I’ve been experimenting with baking, and I took a recipe for chewy ginger-molasses cookies I found online and modified it.
I zeroed out all the sugar, just keeping a little molasses and adding some candied ginger and chia seeds. I wasn’t sure what this would do to the cookie, but it worked out just fine, resulting in a semi-sweet scone-like biscuit that goes great with tea.
So next time I made it, I modified it again by doubling the amount of powdered cinnamon and ginger, and it turned out even better.
So now I’m wondering what would happen if I replaced the white flour with whole wheat flour. Back when I took a bread-baking class, I was told that you couldn’t make bread without white flour, but I’m wondering what effect it would have on these cookies/biscuits.
What will likely happen is a denser product. The gluten level will not be the same.

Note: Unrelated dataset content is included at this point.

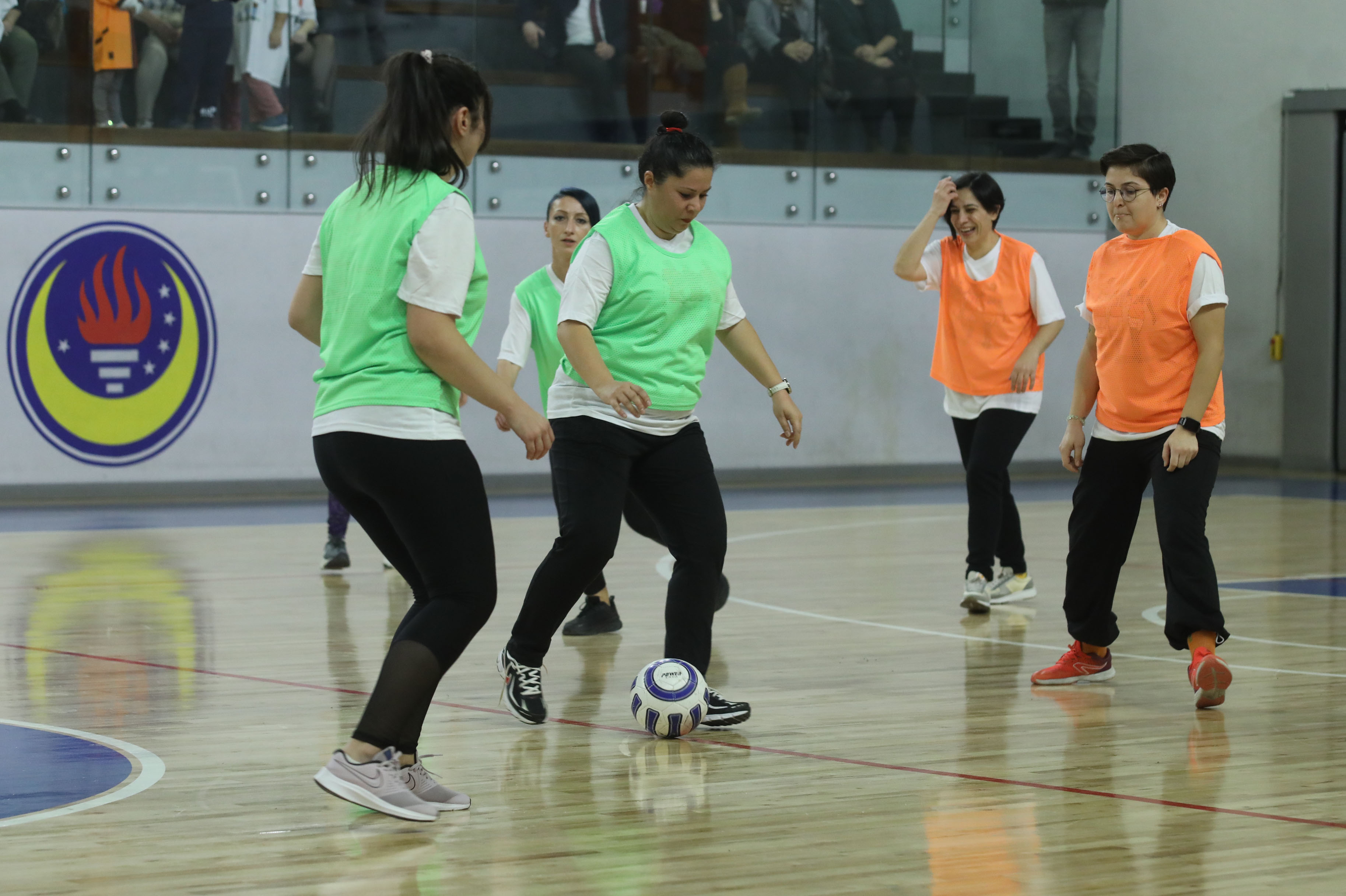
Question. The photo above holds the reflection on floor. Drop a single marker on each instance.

At work I make a roll that has both all-purpose flour and bread flour. When a wheat version was desired I increased the water just a little, about five percent. For the required flour I used one-third whole wheat, with the other two thirds being all-purpose flour, no bread flour at all. It give a light textured roll with a nuttier flavor.
For the recipe you posted I’d experiment by doing as I did, replace one-third of the all-purpose with one-third wheat and see what it gets you. If it’s too dense add just a little water, which currently you don’t use. Or you could slightly up the amounts of molasses and unsalted butter. If you get something you like you could try going with more wheat.

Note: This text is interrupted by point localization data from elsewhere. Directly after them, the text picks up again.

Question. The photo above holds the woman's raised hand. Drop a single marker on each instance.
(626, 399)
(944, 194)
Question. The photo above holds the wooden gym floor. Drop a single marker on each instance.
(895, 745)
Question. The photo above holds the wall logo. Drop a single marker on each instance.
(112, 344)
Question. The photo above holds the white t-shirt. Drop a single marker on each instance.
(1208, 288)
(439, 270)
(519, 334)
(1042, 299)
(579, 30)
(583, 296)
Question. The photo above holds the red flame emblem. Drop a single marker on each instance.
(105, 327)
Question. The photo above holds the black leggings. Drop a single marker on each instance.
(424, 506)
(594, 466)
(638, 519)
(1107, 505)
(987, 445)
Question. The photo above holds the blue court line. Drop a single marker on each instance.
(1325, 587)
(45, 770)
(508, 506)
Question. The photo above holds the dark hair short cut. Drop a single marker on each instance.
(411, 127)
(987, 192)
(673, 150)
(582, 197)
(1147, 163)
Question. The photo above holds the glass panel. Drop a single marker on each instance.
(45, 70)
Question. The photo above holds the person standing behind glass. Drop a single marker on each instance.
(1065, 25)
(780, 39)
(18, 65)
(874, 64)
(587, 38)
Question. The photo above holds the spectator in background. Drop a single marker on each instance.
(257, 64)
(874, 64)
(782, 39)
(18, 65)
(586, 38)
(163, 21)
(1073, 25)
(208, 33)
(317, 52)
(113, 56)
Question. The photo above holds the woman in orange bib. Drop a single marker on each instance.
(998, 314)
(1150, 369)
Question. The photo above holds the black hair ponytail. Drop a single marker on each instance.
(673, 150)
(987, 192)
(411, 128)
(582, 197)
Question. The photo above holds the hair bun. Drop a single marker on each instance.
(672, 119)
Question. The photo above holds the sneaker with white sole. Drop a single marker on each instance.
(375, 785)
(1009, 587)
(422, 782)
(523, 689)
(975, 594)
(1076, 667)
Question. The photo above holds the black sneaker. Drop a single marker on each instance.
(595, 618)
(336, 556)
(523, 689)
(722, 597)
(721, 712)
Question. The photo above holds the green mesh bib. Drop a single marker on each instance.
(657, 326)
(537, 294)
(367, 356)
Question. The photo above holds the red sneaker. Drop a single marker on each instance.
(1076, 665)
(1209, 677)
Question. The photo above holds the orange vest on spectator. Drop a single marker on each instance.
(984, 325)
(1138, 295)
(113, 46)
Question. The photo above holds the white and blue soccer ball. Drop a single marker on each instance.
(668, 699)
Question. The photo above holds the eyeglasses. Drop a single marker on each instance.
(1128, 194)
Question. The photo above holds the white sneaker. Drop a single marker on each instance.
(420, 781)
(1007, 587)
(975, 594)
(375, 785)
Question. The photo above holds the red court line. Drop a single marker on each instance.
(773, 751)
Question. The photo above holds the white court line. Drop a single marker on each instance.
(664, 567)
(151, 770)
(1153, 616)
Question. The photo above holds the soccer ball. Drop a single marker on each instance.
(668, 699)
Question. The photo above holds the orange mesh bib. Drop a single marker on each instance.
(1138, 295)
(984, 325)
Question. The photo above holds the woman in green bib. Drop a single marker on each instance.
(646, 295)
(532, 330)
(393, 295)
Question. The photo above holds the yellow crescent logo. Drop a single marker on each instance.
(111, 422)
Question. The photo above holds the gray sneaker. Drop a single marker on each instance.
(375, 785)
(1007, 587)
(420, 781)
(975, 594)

King Arthur Flour has a whole big fat article about using whole wheat flour in cookies. There are different kinds of whole wheat flour and they recommend flour made from white whole wheat for cookies since it’s less gritty. I’ve seen it sold here as whole wheat pastry flour.
Checked with my wife, and she definitely does not want a denser biscuit. She’s satisfied with using chia seeds for more fiber. The cookies are for her, anyway, so she gets the veto.